When "Pomp and Circumstance" began to play on an iPhone, Claudia started to cry.

photo While her daughter, Evelyn Parries, holds her glasses, 98-year-old Claudia May Hill-Parries wipes her eyes after receiving an honorary diploma Tuesday from the Howard School. She would have graduated with her class in 1933, but had to drop out of school and take care of her family during her senior year when her mother died.

"This is something I expected a long time ago," she said.

The Howard principal said the email from Evelyn Parries detailed how her mother had traveled the world with her late husband of 65 years, attended some college classes and was active in her church.

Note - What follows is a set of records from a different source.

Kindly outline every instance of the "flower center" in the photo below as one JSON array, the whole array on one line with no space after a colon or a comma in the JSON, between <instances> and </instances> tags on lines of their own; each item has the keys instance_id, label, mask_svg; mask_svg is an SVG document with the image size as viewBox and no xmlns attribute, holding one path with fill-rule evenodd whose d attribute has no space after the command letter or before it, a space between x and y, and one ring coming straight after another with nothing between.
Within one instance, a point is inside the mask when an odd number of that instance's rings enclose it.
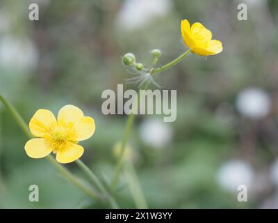
<instances>
[{"instance_id":1,"label":"flower center","mask_svg":"<svg viewBox=\"0 0 278 223\"><path fill-rule=\"evenodd\" d=\"M67 143L67 132L63 127L55 127L51 137L51 143L54 148L53 152L55 153L65 148Z\"/></svg>"}]
</instances>

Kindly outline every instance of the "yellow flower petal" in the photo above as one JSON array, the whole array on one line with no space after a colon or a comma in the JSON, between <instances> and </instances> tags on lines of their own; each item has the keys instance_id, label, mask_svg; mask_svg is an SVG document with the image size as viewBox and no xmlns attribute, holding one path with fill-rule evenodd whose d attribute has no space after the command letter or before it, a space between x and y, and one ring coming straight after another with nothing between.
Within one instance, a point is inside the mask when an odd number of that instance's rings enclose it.
<instances>
[{"instance_id":1,"label":"yellow flower petal","mask_svg":"<svg viewBox=\"0 0 278 223\"><path fill-rule=\"evenodd\" d=\"M53 149L43 139L32 139L25 144L25 151L32 158L42 158L52 152Z\"/></svg>"},{"instance_id":2,"label":"yellow flower petal","mask_svg":"<svg viewBox=\"0 0 278 223\"><path fill-rule=\"evenodd\" d=\"M211 32L199 22L194 23L190 29L191 35L196 40L208 42L213 36Z\"/></svg>"},{"instance_id":3,"label":"yellow flower petal","mask_svg":"<svg viewBox=\"0 0 278 223\"><path fill-rule=\"evenodd\" d=\"M189 33L190 31L190 24L188 20L183 20L181 22L181 33Z\"/></svg>"},{"instance_id":4,"label":"yellow flower petal","mask_svg":"<svg viewBox=\"0 0 278 223\"><path fill-rule=\"evenodd\" d=\"M70 134L67 140L82 141L89 139L95 130L95 121L92 118L84 116L74 125L73 134Z\"/></svg>"},{"instance_id":5,"label":"yellow flower petal","mask_svg":"<svg viewBox=\"0 0 278 223\"><path fill-rule=\"evenodd\" d=\"M75 123L84 116L83 112L77 107L67 105L62 107L58 114L59 123Z\"/></svg>"},{"instance_id":6,"label":"yellow flower petal","mask_svg":"<svg viewBox=\"0 0 278 223\"><path fill-rule=\"evenodd\" d=\"M79 159L84 152L84 148L80 146L68 142L66 148L57 151L56 160L60 163L69 163Z\"/></svg>"},{"instance_id":7,"label":"yellow flower petal","mask_svg":"<svg viewBox=\"0 0 278 223\"><path fill-rule=\"evenodd\" d=\"M222 51L222 43L219 40L213 40L208 43L206 47L194 47L192 50L193 52L200 56L210 56L219 54Z\"/></svg>"},{"instance_id":8,"label":"yellow flower petal","mask_svg":"<svg viewBox=\"0 0 278 223\"><path fill-rule=\"evenodd\" d=\"M183 20L181 22L181 36L183 39L184 43L188 46L189 48L193 48L195 46L194 40L190 36L190 24L187 20Z\"/></svg>"},{"instance_id":9,"label":"yellow flower petal","mask_svg":"<svg viewBox=\"0 0 278 223\"><path fill-rule=\"evenodd\" d=\"M39 109L30 121L30 131L34 136L42 137L49 132L50 128L56 123L56 118L51 111Z\"/></svg>"},{"instance_id":10,"label":"yellow flower petal","mask_svg":"<svg viewBox=\"0 0 278 223\"><path fill-rule=\"evenodd\" d=\"M222 43L219 40L212 40L208 43L208 47L206 50L213 52L213 54L219 54L223 50Z\"/></svg>"}]
</instances>

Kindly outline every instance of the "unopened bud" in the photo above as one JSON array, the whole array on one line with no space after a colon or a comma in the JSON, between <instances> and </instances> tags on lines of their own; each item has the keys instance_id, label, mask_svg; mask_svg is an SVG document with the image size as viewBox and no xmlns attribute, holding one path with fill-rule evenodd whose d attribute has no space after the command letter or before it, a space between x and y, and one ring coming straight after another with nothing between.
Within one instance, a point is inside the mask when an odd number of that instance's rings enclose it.
<instances>
[{"instance_id":1,"label":"unopened bud","mask_svg":"<svg viewBox=\"0 0 278 223\"><path fill-rule=\"evenodd\" d=\"M131 66L136 61L135 56L133 54L126 54L122 58L122 63L126 66Z\"/></svg>"},{"instance_id":2,"label":"unopened bud","mask_svg":"<svg viewBox=\"0 0 278 223\"><path fill-rule=\"evenodd\" d=\"M144 65L142 65L140 63L138 63L136 64L136 69L138 70L141 70L142 68L144 68Z\"/></svg>"},{"instance_id":3,"label":"unopened bud","mask_svg":"<svg viewBox=\"0 0 278 223\"><path fill-rule=\"evenodd\" d=\"M154 57L159 58L161 56L161 51L158 49L154 49L151 51L151 54Z\"/></svg>"}]
</instances>

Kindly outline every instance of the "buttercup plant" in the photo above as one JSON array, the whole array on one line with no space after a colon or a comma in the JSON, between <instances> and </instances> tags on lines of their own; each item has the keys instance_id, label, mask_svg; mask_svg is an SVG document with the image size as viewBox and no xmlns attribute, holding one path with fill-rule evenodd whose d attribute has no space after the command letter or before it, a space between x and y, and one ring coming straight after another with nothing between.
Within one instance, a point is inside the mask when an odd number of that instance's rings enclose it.
<instances>
[{"instance_id":1,"label":"buttercup plant","mask_svg":"<svg viewBox=\"0 0 278 223\"><path fill-rule=\"evenodd\" d=\"M209 56L218 54L222 50L221 42L212 40L211 32L199 22L190 26L188 20L182 20L181 33L185 44L189 49L164 66L156 67L161 56L161 52L158 49L151 51L150 67L137 62L133 54L125 54L122 58L122 63L138 75L138 77L128 79L128 82L136 84L139 90L147 89L151 83L161 88L154 77L178 63L190 53ZM138 101L140 101L139 98L137 98ZM120 149L117 151L117 165L113 179L110 185L104 185L92 170L79 160L84 150L78 144L79 141L90 138L95 132L95 124L92 118L84 116L80 109L67 105L59 111L57 119L49 110L38 110L31 119L28 128L15 108L2 95L0 95L0 100L30 139L25 145L25 151L29 157L32 158L45 157L66 179L87 195L94 200L108 202L113 208L119 208L114 195L117 192L119 178L123 170L136 207L138 208L148 207L132 160L125 159L129 152L126 151L129 148L127 142L135 118L133 112L129 116L123 138L117 146ZM37 138L33 139L34 136ZM51 152L56 154L56 160L50 154ZM92 183L90 187L84 184L63 164L60 164L72 162L81 168L88 176L89 181Z\"/></svg>"},{"instance_id":2,"label":"buttercup plant","mask_svg":"<svg viewBox=\"0 0 278 223\"><path fill-rule=\"evenodd\" d=\"M26 142L25 151L29 157L42 158L53 152L57 154L57 162L69 163L83 155L83 148L76 143L89 139L95 125L94 119L84 116L77 107L67 105L60 109L57 120L49 110L38 110L29 128L33 135L39 137Z\"/></svg>"}]
</instances>

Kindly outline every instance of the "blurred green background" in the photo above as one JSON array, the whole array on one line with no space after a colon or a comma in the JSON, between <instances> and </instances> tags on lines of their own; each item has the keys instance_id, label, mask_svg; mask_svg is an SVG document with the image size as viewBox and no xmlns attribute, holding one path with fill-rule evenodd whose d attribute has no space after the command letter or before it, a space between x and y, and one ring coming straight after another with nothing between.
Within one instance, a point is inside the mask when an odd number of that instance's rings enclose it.
<instances>
[{"instance_id":1,"label":"blurred green background","mask_svg":"<svg viewBox=\"0 0 278 223\"><path fill-rule=\"evenodd\" d=\"M36 3L40 20L28 20ZM238 4L248 20L237 18ZM101 95L133 77L122 65L128 52L147 64L160 49L164 64L186 49L180 21L199 22L223 52L190 55L159 75L177 90L177 118L136 117L129 144L150 208L278 208L278 1L275 0L1 0L0 93L26 122L45 108L67 104L92 116L97 130L81 143L82 160L101 179L115 166L113 145L126 116L104 116ZM135 88L126 85L126 88ZM64 180L45 159L25 153L27 139L0 105L0 208L107 208ZM74 164L67 164L83 176ZM28 201L38 185L40 201ZM248 201L237 200L246 185ZM124 178L116 195L135 208Z\"/></svg>"}]
</instances>

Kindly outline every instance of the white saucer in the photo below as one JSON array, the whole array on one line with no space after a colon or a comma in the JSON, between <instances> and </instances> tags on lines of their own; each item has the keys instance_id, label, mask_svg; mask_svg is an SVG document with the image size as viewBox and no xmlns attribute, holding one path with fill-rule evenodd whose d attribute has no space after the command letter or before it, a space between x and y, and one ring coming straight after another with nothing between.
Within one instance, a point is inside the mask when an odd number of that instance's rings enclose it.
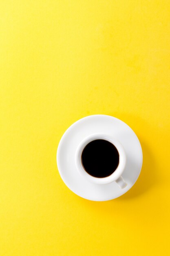
<instances>
[{"instance_id":1,"label":"white saucer","mask_svg":"<svg viewBox=\"0 0 170 256\"><path fill-rule=\"evenodd\" d=\"M122 175L127 183L124 189L115 182L104 185L91 183L78 172L75 160L76 148L84 138L96 133L113 136L124 146L127 157ZM97 115L79 120L66 130L58 147L57 162L61 177L73 192L89 200L107 201L123 195L134 185L142 165L142 151L137 136L126 124L110 116Z\"/></svg>"}]
</instances>

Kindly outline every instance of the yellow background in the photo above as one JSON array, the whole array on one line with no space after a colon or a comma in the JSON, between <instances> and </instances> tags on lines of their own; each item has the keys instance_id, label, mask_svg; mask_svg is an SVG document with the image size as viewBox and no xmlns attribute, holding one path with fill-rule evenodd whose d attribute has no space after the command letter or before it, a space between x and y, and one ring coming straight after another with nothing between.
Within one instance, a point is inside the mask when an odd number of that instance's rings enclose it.
<instances>
[{"instance_id":1,"label":"yellow background","mask_svg":"<svg viewBox=\"0 0 170 256\"><path fill-rule=\"evenodd\" d=\"M169 252L169 0L0 1L0 255ZM57 171L84 116L127 123L144 163L132 189L79 198Z\"/></svg>"}]
</instances>

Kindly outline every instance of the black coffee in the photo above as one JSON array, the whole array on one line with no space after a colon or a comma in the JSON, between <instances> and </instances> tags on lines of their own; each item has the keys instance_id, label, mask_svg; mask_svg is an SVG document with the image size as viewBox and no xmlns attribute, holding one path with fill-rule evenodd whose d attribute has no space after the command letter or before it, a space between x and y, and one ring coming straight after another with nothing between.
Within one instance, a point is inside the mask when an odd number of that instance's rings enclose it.
<instances>
[{"instance_id":1,"label":"black coffee","mask_svg":"<svg viewBox=\"0 0 170 256\"><path fill-rule=\"evenodd\" d=\"M104 178L111 175L119 162L118 151L114 145L104 139L96 139L88 144L82 155L85 170L90 175Z\"/></svg>"}]
</instances>

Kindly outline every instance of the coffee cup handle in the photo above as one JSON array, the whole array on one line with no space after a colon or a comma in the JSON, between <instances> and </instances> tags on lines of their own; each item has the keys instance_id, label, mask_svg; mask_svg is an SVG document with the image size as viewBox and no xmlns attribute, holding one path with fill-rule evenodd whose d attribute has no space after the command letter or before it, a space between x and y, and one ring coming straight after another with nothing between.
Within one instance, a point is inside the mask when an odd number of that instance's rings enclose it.
<instances>
[{"instance_id":1,"label":"coffee cup handle","mask_svg":"<svg viewBox=\"0 0 170 256\"><path fill-rule=\"evenodd\" d=\"M121 189L124 189L127 186L127 183L125 182L121 176L119 177L115 181Z\"/></svg>"}]
</instances>

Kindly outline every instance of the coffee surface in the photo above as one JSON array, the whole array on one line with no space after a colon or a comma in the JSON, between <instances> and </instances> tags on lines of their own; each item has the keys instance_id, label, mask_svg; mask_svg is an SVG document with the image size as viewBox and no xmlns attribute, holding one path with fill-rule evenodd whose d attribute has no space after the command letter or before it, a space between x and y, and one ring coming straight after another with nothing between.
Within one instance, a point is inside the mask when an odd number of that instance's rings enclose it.
<instances>
[{"instance_id":1,"label":"coffee surface","mask_svg":"<svg viewBox=\"0 0 170 256\"><path fill-rule=\"evenodd\" d=\"M85 170L98 178L110 176L117 169L119 162L118 151L115 146L104 139L96 139L88 144L82 155Z\"/></svg>"}]
</instances>

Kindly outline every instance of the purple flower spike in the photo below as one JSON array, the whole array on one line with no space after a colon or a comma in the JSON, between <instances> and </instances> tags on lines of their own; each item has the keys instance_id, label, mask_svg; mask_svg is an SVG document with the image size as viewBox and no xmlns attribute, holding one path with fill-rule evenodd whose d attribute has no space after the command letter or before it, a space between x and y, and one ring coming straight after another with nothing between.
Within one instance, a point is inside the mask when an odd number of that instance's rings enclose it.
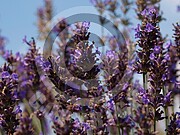
<instances>
[{"instance_id":1,"label":"purple flower spike","mask_svg":"<svg viewBox=\"0 0 180 135\"><path fill-rule=\"evenodd\" d=\"M161 52L161 47L160 46L155 46L154 47L154 53L159 54Z\"/></svg>"},{"instance_id":2,"label":"purple flower spike","mask_svg":"<svg viewBox=\"0 0 180 135\"><path fill-rule=\"evenodd\" d=\"M18 75L16 73L12 73L11 75L12 79L17 81L18 80Z\"/></svg>"},{"instance_id":3,"label":"purple flower spike","mask_svg":"<svg viewBox=\"0 0 180 135\"><path fill-rule=\"evenodd\" d=\"M9 72L7 72L7 71L3 71L3 72L1 73L1 77L2 77L2 78L9 78L9 77L10 77L10 74L9 74Z\"/></svg>"},{"instance_id":4,"label":"purple flower spike","mask_svg":"<svg viewBox=\"0 0 180 135\"><path fill-rule=\"evenodd\" d=\"M150 55L150 60L154 60L155 59L155 55L154 55L154 53L151 53L151 55Z\"/></svg>"},{"instance_id":5,"label":"purple flower spike","mask_svg":"<svg viewBox=\"0 0 180 135\"><path fill-rule=\"evenodd\" d=\"M90 27L90 22L84 21L84 22L82 23L82 27L85 28L86 30L88 30L89 27Z\"/></svg>"},{"instance_id":6,"label":"purple flower spike","mask_svg":"<svg viewBox=\"0 0 180 135\"><path fill-rule=\"evenodd\" d=\"M15 110L15 114L18 114L18 113L21 113L22 112L22 110L21 110L21 108L20 108L20 106L18 105L17 107L16 107L16 110Z\"/></svg>"},{"instance_id":7,"label":"purple flower spike","mask_svg":"<svg viewBox=\"0 0 180 135\"><path fill-rule=\"evenodd\" d=\"M147 23L146 24L146 31L147 32L152 32L153 31L153 29L154 29L154 26L152 25L152 24L150 24L150 23Z\"/></svg>"},{"instance_id":8,"label":"purple flower spike","mask_svg":"<svg viewBox=\"0 0 180 135\"><path fill-rule=\"evenodd\" d=\"M142 15L142 16L146 16L146 15L147 15L147 12L148 12L148 10L147 10L147 9L144 9L144 10L141 12L141 15Z\"/></svg>"}]
</instances>

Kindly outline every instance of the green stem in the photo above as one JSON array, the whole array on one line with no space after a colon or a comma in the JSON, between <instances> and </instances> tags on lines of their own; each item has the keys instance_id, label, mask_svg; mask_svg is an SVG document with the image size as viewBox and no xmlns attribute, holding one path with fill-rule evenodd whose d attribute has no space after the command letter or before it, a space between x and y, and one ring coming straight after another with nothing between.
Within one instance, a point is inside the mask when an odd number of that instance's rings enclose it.
<instances>
[{"instance_id":1,"label":"green stem","mask_svg":"<svg viewBox=\"0 0 180 135\"><path fill-rule=\"evenodd\" d=\"M143 88L146 90L146 73L143 73Z\"/></svg>"},{"instance_id":2,"label":"green stem","mask_svg":"<svg viewBox=\"0 0 180 135\"><path fill-rule=\"evenodd\" d=\"M166 89L165 89L165 87L163 87L163 95L165 96L166 95ZM168 108L167 108L167 106L165 106L164 107L164 112L165 112L165 117L167 117L168 116L168 110L167 110ZM169 119L168 118L166 118L166 120L165 120L166 122L166 129L168 128L168 123L169 123Z\"/></svg>"},{"instance_id":3,"label":"green stem","mask_svg":"<svg viewBox=\"0 0 180 135\"><path fill-rule=\"evenodd\" d=\"M117 105L115 104L115 107L116 107L116 117L117 117L117 127L118 127L118 134L120 135L121 134L121 131L120 131L120 123L119 123L119 120L118 120L118 110L117 110Z\"/></svg>"},{"instance_id":4,"label":"green stem","mask_svg":"<svg viewBox=\"0 0 180 135\"><path fill-rule=\"evenodd\" d=\"M154 118L154 132L156 131L156 119Z\"/></svg>"}]
</instances>

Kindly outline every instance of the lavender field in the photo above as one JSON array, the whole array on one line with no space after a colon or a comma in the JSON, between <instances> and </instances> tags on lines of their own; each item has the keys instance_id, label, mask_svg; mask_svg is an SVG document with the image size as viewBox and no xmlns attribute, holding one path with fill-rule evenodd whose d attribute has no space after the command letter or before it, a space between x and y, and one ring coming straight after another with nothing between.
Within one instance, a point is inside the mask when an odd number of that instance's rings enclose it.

But what stuck out to him was that, while Claudia Parries didn't graduate, she raised eight children who did. They all earned a high school diploma, all of them attended college and two of them have master's degrees. And one child, Evelyn Parries, became a teacher.

"She raised her kids so well," said Brown, after Tuesday's presentation.

Claudia moved to Ohio in the late 1930s with her father and siblings. She married in 1941. In the 1950s, she and her husband moved their family from Cleveland to Shaker Heights because at that time it had one of the best school districts in the country, her daughter said. She was a member of three parent teacher associations at the same time, always putting her children's needs before her own, said Evelyn Parries.

But on Tuesday, it was Claudia's turn.

She laughed and cried after getting her diploma.

Her son, Eddie, jokingly told her to get a job.

Claudia said Howard looked nothing like it did in the 1930s when she attended. She rolled down the halls in her wheelchair and looked at the remodeled building and classrooms.

For all the years between her days at Howard, the finality of her second high school stint wasn't lost on Claudia.

"This is my last day of school," she said.